With no changes in leadership on either side of the aisle, do not expect much compromise and consensus building to transpire.

However, President Obama will take a stab at it by inviting the leaders of Congress to the White House on Thursday for a afternoon discussion, followed by dinner. Expected to be discussed is what bills can we pass now during the lame-duck and where do we go from here?

No big shake ups expected within the Obama administration other than a long planned exit of Senior White House adviser Axelrod who will most likely be replaced by David Plouffe. In a reversal of roles by the two close advisers as the campaign to reelect Obama kicks into gear come Spring.

Votes most likely to come forward during the lame duck session, in no particular order are as follows:

Extension of Bush Tax Cuts - sunsets as of 12-31-2010. Expect at minimum a passage of all tax cuts for two years, which effectively puts off making a decision. An option picking up support is a passage of all the current tax cuts except those on folks making more than one million.

An interesting figure is if all the tax cuts enacted by the Bush administration were allowed to expire and we went back to the Clinton administration tax levels, the deficit would be reduced by more than 2.5 trillion.

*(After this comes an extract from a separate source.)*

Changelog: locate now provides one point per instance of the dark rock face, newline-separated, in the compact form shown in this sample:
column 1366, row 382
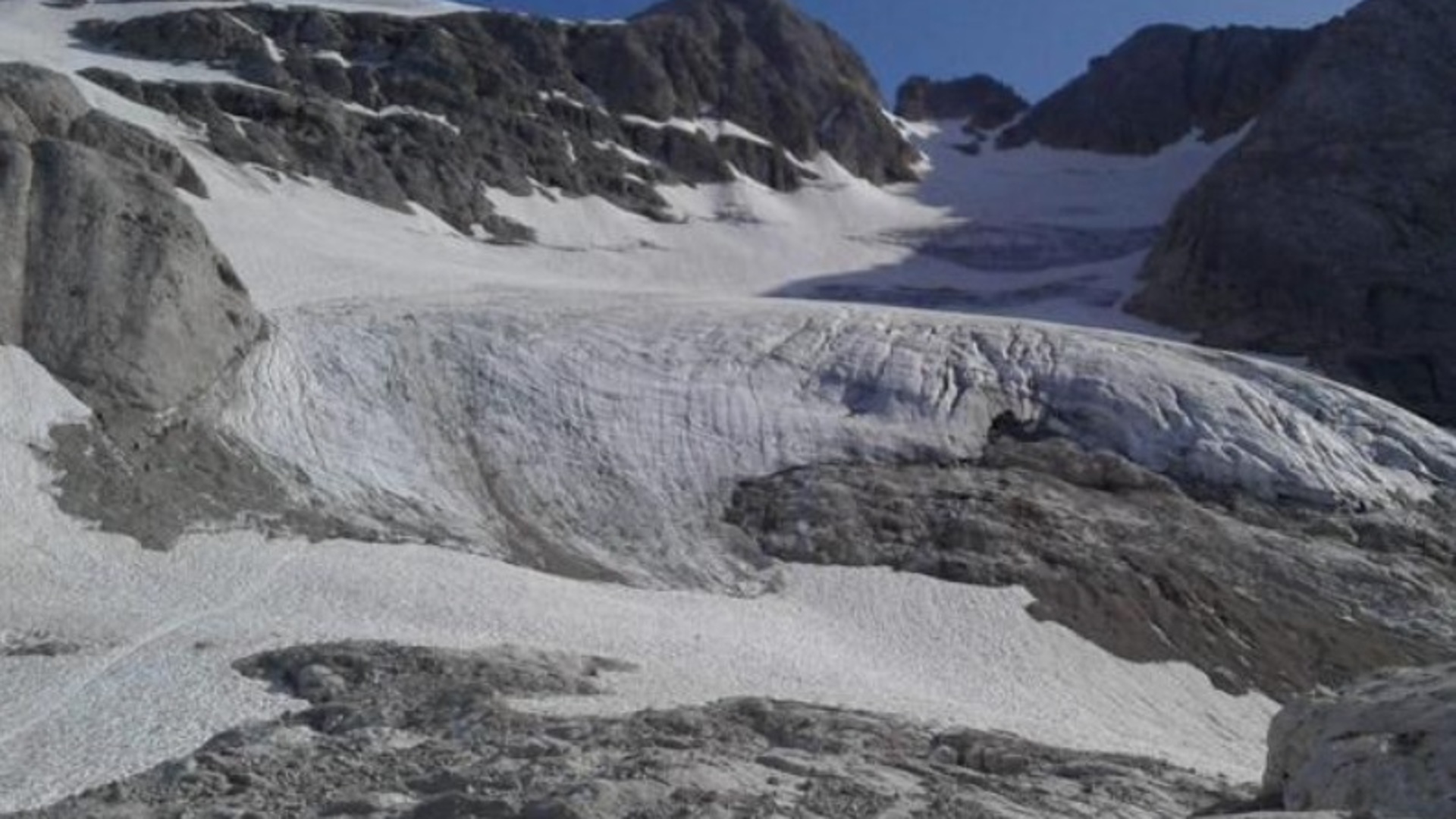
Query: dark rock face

The START Treaty with Russia which further reduces the number of nuclear weapons, is now in danger of not being passed if it is not acted on during the lame duck session. Even if acted on now, the required two-thirds votes needed in the Senate will be difficult. Obama needs this to pass - if this also fails, it will be another blow to his administration.

Extension of Unemployment Benefits - set to expire the end of the year. Democrats will push for a one year extension, but doubtful this will be approved. Look to see a 3-6 month compromised approved.

What should have been proposed is a national public service jobs program which required unemployed to work in an area of public service. This way, a public service would be provided for the tax payers money being spent.

DREAM Act - a bill which provides a pathway to citizenship for illegal immigrants who attend college or serve in the military. This is a good bill and should be approved, but it is unlikely to be approved until a comprehensive immigration bill is introduced.

Energy bill - Senator John Kerry (D-Mass.) will try again for some watered down bill devoid of the controversial cap-and-trade provisions, but it will face stiff opposition.

The deficit reduction commission will also issue their recommendations in early December, but do not expect any action by Congress on them during the lame-duck session.

Also, remember there is a planned update on the Afghanistan war in December planned which would hopefully lead to the beginning of U.S. troop withdrawal this coming summer.

This report is also pivotal for the Obama administration. If the withdrawal of troops is delayed, this would be another setback for Obama and further anger the Democratic base.